Klasik edebiyatımızın “Rübai”si ne ise halk edebiyatımızın Hoyrat”ı da odur denilebilir. Yedi heceli, üç mısralı bu nazım biçiminde duygular, düşünceler, Türkçe’nin güzellikleri yoğun bir şekilde ve ustaca işlenir. Ünlü Edebiyatçımız, titiz, bir o derecede de güç beğenen büyük şairimiz Yahya Kemal bile bu
güzellik karşısında feveran ederek şöyle der:
Ağlıram gülmüyençin
Göz yaşın silmiyençin
Derdin diyen rahatlar
Vay derdin demiyençin
HOYRAT SÖZCÜĞÜNÜN KÖKENİ
Kerkük’te halk dilinde en çok yayılmış adı, hoyrat’tır. Bununla beraber hoyrat, koryat ve koyrat denildiği de bilinmektedir. Örneğin “koryat” sözcüğü Irak’ta en çok Araplar tarafından kullanıldığı iddia edilir. Hoyrat kelimesinin aslının nerden geldiği konusunda çok çeşitli görüşler vardır. Bunlara aşağıda yer verilmiştir:
Kuru yad sözünden gelme olduğu söylenilmiştir. Kerkük şehrinin eskiden bir mahallesi şimdi ise semti olan “Korya” adına nispetle kullanıldığı iddia edilmiştir.

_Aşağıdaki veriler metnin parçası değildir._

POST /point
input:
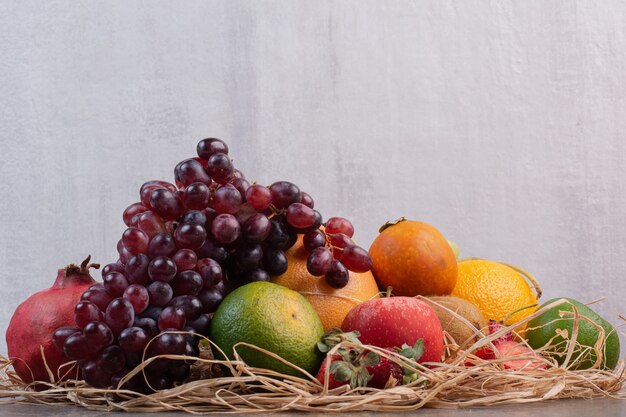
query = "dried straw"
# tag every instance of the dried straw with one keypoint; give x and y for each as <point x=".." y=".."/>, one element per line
<point x="449" y="384"/>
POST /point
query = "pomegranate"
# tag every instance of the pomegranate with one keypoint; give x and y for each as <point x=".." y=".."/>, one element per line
<point x="31" y="327"/>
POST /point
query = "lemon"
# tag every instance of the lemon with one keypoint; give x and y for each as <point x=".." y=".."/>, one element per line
<point x="496" y="289"/>
<point x="273" y="318"/>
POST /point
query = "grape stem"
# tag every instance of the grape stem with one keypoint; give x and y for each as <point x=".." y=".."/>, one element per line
<point x="84" y="267"/>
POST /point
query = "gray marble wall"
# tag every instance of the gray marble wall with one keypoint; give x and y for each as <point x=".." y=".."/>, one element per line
<point x="501" y="123"/>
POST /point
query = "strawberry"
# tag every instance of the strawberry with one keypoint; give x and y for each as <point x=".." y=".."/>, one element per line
<point x="332" y="381"/>
<point x="359" y="367"/>
<point x="383" y="371"/>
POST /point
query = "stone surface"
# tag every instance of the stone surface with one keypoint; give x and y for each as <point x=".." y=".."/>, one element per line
<point x="502" y="123"/>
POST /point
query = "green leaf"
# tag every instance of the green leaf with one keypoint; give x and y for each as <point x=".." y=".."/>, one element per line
<point x="370" y="359"/>
<point x="418" y="349"/>
<point x="414" y="353"/>
<point x="343" y="371"/>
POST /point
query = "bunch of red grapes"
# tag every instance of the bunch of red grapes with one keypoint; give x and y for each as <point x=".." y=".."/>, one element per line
<point x="186" y="246"/>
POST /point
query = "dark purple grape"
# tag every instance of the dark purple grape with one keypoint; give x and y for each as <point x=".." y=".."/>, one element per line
<point x="99" y="297"/>
<point x="187" y="283"/>
<point x="146" y="190"/>
<point x="258" y="274"/>
<point x="316" y="224"/>
<point x="220" y="167"/>
<point x="180" y="371"/>
<point x="201" y="324"/>
<point x="98" y="335"/>
<point x="197" y="196"/>
<point x="98" y="286"/>
<point x="339" y="240"/>
<point x="210" y="272"/>
<point x="339" y="225"/>
<point x="227" y="199"/>
<point x="190" y="236"/>
<point x="95" y="374"/>
<point x="146" y="187"/>
<point x="307" y="200"/>
<point x="225" y="229"/>
<point x="113" y="267"/>
<point x="248" y="257"/>
<point x="195" y="217"/>
<point x="193" y="351"/>
<point x="152" y="312"/>
<point x="116" y="378"/>
<point x="284" y="193"/>
<point x="171" y="318"/>
<point x="210" y="299"/>
<point x="138" y="297"/>
<point x="124" y="254"/>
<point x="212" y="250"/>
<point x="300" y="216"/>
<point x="211" y="146"/>
<point x="150" y="223"/>
<point x="115" y="283"/>
<point x="185" y="260"/>
<point x="162" y="269"/>
<point x="279" y="236"/>
<point x="319" y="261"/>
<point x="189" y="304"/>
<point x="77" y="348"/>
<point x="160" y="293"/>
<point x="190" y="171"/>
<point x="258" y="196"/>
<point x="274" y="261"/>
<point x="162" y="244"/>
<point x="356" y="259"/>
<point x="119" y="315"/>
<point x="210" y="214"/>
<point x="132" y="211"/>
<point x="314" y="239"/>
<point x="256" y="228"/>
<point x="61" y="334"/>
<point x="135" y="240"/>
<point x="338" y="275"/>
<point x="159" y="382"/>
<point x="137" y="269"/>
<point x="148" y="325"/>
<point x="85" y="312"/>
<point x="134" y="339"/>
<point x="112" y="359"/>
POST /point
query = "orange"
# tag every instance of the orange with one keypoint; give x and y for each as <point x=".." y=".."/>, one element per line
<point x="496" y="289"/>
<point x="413" y="258"/>
<point x="331" y="304"/>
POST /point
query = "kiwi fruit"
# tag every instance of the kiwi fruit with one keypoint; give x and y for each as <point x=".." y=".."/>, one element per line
<point x="463" y="335"/>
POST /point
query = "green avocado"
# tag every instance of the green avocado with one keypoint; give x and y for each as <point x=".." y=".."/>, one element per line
<point x="544" y="327"/>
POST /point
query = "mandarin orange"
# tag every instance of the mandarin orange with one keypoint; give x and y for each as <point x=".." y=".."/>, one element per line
<point x="413" y="258"/>
<point x="331" y="304"/>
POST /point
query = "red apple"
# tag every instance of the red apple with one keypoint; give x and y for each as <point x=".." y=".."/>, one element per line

Hoyrat adının ondördüncü yılda Moğol boyları arasında başta gelmekte olan ve büyük kısmının Irak’ta yerleştiği anlaşılan “Oyrat” boyunun adından geldiği hakkında bir görüş de Prof.Dr. Faruk Sümer tarafından ileri sürülmüştür.
Tanınmış Türk Dilcisi Şemsettin Sami’nin “Kamus-i Türki”sinde hoyrat sözünün hoyrattan galat olduğu ve bunun “köylü, kaba, eli bir şeye yakışmayan, bir şeyi güzel muhafaza etmeği bilmiyen” manasına geldiği söylenmiştir. Radlof’un dört ciltlik Türk Lehçeleri lügatinde hoyrat’ın Türkçe bir kelime olduğu sanılmakla beraber, bu eserde hoyrat ve hoyrat’ın köylüye mahsus kaba ile izah edilmiş ve aslının da Yunanca horyats’dan geldiği iddia edilmiştir.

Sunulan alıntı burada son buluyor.